Has there been a settlement in the Allergan breast implant lawsuit?

No. As of the latest updates, no settlement has been reached and Allergan has not tendered a formal settlement offer. Mediation sessions were held in late 2025, and the court has directed both parties to continue working toward resolution. The first bellwether trial is set for June 15, 2026.

How long after getting textured implants can BIA-ALCL develop?

The median time from implant placement to BIA-ALCL diagnosis is nine years, but cases have been reported anywhere from one to 22 years after surgery. This long latency period means some women may not yet know they are affected.

What compensation are plaintiffs seeking?

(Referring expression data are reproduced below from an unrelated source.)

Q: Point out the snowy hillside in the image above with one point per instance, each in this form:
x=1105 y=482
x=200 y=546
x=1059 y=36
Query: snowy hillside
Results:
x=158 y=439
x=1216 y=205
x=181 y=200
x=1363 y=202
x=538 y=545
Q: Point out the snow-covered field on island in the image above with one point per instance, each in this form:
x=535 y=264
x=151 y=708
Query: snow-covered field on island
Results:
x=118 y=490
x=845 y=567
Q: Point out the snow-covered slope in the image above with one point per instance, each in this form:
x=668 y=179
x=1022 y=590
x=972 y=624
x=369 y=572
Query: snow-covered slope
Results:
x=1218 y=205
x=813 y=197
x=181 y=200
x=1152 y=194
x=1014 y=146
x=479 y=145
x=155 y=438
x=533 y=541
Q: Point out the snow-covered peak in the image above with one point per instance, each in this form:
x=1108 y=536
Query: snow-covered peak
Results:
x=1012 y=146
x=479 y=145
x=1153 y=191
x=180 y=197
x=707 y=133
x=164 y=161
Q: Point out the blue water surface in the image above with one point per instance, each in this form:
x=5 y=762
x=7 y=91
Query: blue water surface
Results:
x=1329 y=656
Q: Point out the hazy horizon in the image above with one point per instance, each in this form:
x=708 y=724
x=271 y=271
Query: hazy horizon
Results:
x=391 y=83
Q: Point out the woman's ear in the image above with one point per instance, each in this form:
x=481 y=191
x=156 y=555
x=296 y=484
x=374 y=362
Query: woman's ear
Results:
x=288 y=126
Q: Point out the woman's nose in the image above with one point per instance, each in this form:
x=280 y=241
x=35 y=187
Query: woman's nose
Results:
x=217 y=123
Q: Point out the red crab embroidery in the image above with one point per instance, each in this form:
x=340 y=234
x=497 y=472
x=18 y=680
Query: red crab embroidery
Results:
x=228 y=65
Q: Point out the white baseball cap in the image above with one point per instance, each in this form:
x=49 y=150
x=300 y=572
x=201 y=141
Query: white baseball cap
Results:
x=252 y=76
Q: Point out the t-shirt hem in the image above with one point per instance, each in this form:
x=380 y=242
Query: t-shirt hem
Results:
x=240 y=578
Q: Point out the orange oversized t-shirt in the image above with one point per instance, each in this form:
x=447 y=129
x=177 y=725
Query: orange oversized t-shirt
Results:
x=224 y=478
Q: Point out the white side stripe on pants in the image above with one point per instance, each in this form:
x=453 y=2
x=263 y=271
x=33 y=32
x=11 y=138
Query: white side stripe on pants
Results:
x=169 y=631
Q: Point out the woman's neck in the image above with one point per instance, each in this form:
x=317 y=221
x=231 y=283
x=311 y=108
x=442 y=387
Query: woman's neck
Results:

Plaintiffs are claiming damages for costs of diagnosis and treatment, explant surgery, reconstructive surgery, lost wages, pain and suffering, and emotional distress. The central allegation is that Allergan failed to properly warn women and their doctors about the cancer risk associated with textured breast implants.

Are women with BRCA gene mutations at higher risk?

Yes. A 2025 study found that women with BRCA1 or BRCA2 mutations who have textured breast implants develop BIA-ALCL at a rate 16 times higher than non-BRCA carriers. This is particularly significant because BRCA-positive women frequently undergo mastectomies followed by implant-based reconstruction.